Core Requirements and a Proposed Plan-of-Study can be found in the Sociology section of the Rice University General Announcements.
First Year
This first year consists of full-time course work, including required courses in research methods, classical social theory, and social statistics, along with elective seminars and a lab in statistical computer programming for the social sciences. Importantly, students will begin working immediately with at least one professor in their area of interest on research projects that can lead to published work.
Second Year
The second year also consists of full-time course work, and includes required courses in contemporary social theory, qualitative research methods, and advanced statistical techniques. Students participate in a teaching practicum experience, and are given structured time to develop and write their thesis. The masters thesis is typically completed at the end of the second year.

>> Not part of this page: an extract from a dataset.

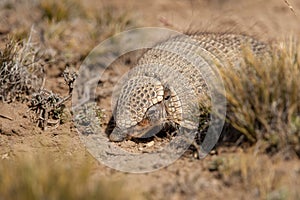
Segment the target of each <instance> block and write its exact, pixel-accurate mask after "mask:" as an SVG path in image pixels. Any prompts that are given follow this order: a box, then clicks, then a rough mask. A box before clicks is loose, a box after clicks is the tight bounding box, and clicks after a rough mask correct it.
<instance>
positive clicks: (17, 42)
mask: <svg viewBox="0 0 300 200" xmlns="http://www.w3.org/2000/svg"><path fill="white" fill-rule="evenodd" d="M39 53H40V52H39V49H38V47H37V46H36V45H35V44H34V43H32V42H31V36H30V37H29V39H28V40H23V41H16V40H15V39H8V43H7V44H6V46H5V48H4V49H3V50H2V51H0V99H1V100H3V101H8V102H9V101H14V100H16V99H21V100H23V99H26V98H27V96H28V95H30V94H32V93H33V92H35V91H37V90H38V89H39V88H40V87H41V86H42V84H43V81H44V75H43V63H42V60H41V59H39Z"/></svg>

This should be a publishable length paper, suitable for submission to a scholarly research journal.
Third Year
As well as taking further elective coursework, graduate students must pass comprehensive written exams in two substantive areas. Written exams will be administered in April of the sixth semester at Rice. The dissertation proposal may also be defended in the second semester of this year, or before the first day of classes in the following fall. The thought and planning for this proposal are the culmination of graduate training, and the beginning of a student’s independent identity as a scholar.
Years Four and Five
After PhD candidacy is granted, students may commence work on their dissertation. As final evidence of preparation for the PhD degree, the candidate must pass a public oral examination on the dissertation. We envision the dissertation being either a monograph, suitable for publication as a book, or structured for publication as three research papers, once completed.
Teaching and Professionalization Workshop
Meeting 7-8 times each year, the workshop covers a wide range of topics designed to help students prepare for the range of roles and obligations involved with a career as a professional sociologist. Relevant topics include: writing a CV, how to construct a job talk, successful grant and foundation applications, constructing a course, how to write recommendations, and how to balance work, family, and other areas of life.